SAFE AT SCHOOL
Violence in schools is becoming an increasingly serious problem, especially violence involving weapons. School violence includes violence between the students, physical attacks by students on the school staff, and physical punishment or violent attacks by teachers and school staff on the children.
Thailand has long history of corporal punishment within the school system, and even though corporal punishment is now completely abolished and prohibited it is still quite often practised by Thai teachers without any sense of wrongdoing.
We receive many cases involving verbal abuse from teachers. While words may not break bones or leave bruises, they do hurt, and their effect can have a lasting impact.
ABUSE FROM TEACHERS
Violent acts by a teacher rarely get reported as most consider it as a form of punishment. Even when the child tells his/her parents about it, the reply is: “What did you do wrong?” So children usually just keep quiet and the whole continues to be ignored by everyone. When Childline Thailand receives a call regarding a child being subjected to violence by a teacher, we immediately officially notify the school’s Principal and report the act of violence to the Ministry of Education. If it is the teacher’s first transgression, and the physical affect of violent act is minimal, all that can be done is the issuance of an official warning to the teacher. Therefore, in some cases, parents prefer just to change their child’s school so as to prevent any further repercussions.
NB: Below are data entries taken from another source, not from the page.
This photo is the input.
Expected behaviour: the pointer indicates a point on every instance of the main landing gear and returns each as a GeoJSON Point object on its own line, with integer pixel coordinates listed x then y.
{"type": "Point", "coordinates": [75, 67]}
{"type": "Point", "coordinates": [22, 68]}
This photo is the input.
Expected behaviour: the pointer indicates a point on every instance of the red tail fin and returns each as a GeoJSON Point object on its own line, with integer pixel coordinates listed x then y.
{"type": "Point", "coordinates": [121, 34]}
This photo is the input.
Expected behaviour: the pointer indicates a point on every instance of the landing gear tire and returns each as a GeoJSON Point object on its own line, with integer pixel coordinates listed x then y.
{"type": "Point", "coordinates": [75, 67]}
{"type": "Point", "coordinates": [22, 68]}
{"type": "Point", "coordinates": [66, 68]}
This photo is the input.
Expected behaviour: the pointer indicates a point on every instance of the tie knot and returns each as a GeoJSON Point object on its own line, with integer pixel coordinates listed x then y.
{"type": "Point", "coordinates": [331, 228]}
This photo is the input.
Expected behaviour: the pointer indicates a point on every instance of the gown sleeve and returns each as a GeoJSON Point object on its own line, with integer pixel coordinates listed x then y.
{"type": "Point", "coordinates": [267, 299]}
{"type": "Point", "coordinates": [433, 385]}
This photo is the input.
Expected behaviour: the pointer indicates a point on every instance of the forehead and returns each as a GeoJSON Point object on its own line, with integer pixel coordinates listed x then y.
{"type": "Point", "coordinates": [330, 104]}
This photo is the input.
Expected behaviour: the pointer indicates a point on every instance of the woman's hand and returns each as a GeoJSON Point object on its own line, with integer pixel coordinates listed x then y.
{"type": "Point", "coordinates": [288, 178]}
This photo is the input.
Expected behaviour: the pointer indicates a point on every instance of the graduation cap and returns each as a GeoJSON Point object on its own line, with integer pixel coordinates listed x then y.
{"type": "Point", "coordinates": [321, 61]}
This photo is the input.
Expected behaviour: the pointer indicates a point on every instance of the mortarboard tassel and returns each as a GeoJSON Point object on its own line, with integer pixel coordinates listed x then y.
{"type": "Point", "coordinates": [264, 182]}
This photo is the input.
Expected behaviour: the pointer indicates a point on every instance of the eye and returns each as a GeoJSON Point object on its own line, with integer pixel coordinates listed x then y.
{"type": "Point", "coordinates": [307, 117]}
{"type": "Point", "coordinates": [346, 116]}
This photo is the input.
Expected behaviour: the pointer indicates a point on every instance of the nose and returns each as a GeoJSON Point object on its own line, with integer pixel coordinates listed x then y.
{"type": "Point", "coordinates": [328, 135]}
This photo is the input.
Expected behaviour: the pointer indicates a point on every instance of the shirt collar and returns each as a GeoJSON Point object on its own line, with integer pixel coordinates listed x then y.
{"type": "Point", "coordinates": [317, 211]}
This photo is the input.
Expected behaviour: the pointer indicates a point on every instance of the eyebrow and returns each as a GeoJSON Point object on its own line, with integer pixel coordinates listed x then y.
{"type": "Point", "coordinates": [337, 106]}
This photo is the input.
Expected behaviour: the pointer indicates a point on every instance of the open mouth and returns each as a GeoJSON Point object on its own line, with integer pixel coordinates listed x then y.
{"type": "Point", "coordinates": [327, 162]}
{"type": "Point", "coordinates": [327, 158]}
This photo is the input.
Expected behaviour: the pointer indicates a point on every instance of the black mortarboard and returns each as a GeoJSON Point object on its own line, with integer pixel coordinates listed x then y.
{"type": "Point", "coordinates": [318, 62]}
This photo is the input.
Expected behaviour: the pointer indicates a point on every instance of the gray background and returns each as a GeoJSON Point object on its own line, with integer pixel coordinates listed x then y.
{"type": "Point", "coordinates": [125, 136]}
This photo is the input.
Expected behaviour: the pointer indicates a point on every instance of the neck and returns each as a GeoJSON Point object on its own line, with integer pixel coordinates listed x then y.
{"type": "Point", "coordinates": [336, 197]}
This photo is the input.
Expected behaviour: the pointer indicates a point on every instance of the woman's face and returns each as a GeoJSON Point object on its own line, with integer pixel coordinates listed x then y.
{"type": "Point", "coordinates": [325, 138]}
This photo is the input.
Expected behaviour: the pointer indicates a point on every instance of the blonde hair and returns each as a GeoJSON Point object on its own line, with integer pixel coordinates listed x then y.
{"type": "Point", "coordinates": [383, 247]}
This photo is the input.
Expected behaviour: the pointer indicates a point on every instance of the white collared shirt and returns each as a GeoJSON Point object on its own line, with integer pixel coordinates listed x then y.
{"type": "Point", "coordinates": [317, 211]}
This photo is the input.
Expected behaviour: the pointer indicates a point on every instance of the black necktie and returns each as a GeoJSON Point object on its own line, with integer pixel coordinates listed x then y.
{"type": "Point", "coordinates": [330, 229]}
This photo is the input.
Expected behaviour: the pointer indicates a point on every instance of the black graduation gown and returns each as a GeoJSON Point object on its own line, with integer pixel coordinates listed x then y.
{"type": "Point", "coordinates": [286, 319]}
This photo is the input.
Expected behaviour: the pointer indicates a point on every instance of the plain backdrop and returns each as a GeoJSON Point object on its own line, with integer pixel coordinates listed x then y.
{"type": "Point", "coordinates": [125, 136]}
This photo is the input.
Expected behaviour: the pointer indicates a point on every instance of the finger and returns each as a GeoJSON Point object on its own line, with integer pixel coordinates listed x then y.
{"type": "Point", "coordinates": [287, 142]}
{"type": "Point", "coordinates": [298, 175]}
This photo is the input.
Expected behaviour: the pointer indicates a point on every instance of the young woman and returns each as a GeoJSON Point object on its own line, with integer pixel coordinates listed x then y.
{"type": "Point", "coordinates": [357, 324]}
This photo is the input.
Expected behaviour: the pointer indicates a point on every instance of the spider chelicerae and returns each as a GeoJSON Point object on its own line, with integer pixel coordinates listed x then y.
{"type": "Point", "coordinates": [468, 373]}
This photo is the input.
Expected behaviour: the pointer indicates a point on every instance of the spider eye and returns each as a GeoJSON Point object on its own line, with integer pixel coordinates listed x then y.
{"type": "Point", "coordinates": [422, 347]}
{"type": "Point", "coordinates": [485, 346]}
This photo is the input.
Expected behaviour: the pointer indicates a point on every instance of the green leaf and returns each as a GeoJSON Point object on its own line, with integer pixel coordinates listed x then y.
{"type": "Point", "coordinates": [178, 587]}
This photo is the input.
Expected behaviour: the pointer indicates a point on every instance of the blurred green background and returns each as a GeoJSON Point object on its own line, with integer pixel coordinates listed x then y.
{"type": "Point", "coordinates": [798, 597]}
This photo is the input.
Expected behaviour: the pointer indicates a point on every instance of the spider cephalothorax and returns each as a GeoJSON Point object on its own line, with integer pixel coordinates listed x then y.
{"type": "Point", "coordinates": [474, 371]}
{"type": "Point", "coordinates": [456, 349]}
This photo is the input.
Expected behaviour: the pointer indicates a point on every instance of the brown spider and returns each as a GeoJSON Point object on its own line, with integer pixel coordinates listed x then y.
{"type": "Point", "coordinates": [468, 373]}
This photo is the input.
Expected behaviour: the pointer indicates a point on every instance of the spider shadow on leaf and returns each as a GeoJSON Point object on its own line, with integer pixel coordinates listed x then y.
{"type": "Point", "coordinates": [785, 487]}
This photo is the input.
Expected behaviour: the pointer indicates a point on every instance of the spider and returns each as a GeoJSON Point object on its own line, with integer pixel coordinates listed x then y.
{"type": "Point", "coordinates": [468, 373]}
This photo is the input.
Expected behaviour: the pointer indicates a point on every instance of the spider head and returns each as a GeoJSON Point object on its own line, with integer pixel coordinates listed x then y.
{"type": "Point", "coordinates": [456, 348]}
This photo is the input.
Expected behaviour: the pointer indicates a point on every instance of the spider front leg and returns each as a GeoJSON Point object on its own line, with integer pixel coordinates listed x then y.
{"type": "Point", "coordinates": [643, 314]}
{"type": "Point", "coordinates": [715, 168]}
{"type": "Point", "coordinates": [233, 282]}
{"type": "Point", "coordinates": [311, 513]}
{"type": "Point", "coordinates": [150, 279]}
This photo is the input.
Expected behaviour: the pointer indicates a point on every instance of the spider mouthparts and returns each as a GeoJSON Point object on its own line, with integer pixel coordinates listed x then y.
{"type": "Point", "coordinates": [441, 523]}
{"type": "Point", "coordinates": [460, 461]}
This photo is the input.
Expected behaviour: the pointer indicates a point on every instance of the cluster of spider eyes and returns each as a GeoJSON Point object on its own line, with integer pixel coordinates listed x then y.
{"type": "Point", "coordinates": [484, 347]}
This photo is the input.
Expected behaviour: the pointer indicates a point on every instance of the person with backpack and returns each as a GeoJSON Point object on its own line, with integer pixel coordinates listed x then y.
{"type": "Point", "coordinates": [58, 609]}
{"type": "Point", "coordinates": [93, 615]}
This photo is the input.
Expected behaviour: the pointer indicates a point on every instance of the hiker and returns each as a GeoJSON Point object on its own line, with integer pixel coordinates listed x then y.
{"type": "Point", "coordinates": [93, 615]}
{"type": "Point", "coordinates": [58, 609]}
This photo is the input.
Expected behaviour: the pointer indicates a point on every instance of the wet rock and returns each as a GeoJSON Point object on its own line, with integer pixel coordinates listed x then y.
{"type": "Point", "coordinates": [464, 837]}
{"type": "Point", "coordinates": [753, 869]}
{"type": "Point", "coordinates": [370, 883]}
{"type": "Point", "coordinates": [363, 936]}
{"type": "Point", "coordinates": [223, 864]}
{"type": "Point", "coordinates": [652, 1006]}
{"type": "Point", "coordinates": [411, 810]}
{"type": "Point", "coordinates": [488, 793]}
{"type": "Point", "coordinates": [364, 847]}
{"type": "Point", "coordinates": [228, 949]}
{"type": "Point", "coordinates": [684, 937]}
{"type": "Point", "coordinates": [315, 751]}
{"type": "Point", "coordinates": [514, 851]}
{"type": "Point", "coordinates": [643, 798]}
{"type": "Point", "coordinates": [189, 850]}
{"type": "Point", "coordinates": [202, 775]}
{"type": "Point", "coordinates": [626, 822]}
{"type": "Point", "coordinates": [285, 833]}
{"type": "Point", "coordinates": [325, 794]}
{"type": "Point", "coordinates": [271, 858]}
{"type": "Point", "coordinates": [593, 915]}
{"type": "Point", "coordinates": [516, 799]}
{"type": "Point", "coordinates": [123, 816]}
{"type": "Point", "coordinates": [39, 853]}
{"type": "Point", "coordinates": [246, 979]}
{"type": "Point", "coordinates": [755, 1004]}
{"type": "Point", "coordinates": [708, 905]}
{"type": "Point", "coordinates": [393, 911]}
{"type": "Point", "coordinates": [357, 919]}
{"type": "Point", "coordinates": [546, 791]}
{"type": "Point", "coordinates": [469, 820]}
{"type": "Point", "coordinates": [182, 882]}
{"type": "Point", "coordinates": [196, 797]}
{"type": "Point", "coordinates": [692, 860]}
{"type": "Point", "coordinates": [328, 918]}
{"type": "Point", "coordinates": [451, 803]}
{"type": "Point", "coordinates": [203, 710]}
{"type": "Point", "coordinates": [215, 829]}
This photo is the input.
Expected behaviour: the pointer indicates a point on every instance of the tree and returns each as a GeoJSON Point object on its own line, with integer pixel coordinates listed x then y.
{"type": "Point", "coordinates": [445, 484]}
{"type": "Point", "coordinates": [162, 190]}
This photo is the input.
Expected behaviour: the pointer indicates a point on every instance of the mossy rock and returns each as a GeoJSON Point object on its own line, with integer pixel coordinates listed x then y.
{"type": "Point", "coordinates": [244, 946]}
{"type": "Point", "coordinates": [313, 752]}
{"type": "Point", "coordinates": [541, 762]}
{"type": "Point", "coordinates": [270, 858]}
Bullying seems to be the most widespread form of peer-to-peer violence. Bullying covers any form of physical, verbal or emotional attack such as hitting, pushing, pulling hair, teasing, calling names, extortion, etc. Usually, if violence takes place within the school compound, it remains there. Witnesses, victims and perpetrators either accept it as a normal way of life or are silenced by fear and shame.
Many factors have to be taken into account in the case of bullying. Most bullied children are absolutely terrified of the bullies. Bullies usually come in a group, and if so, intervention has to address all members of the group. The bullied child is usually ashamed to acknowledge the fact to their parents for fear of shame of being “not up to defending themselves”. Bullying usually requires the cooperation of parents, teachers, school staff and other students. Victims of prolonged bullying usually suffer from low self-esteem, social anxiety and other consequences; therefore, it is advisable for child in these circumstances to undergo a psychological evaluation to ensure that no long term damage has been done.
The type of violence that is extremely difficult to discover prior to escalation is rivalry between teenager groups. This type of violence is becoming more and more widespread especially in urbanized areas. These groups (gangs) use weapons and actually train and prepare for fights. This type of violence will almost always require the involvement of law enforcement agencies.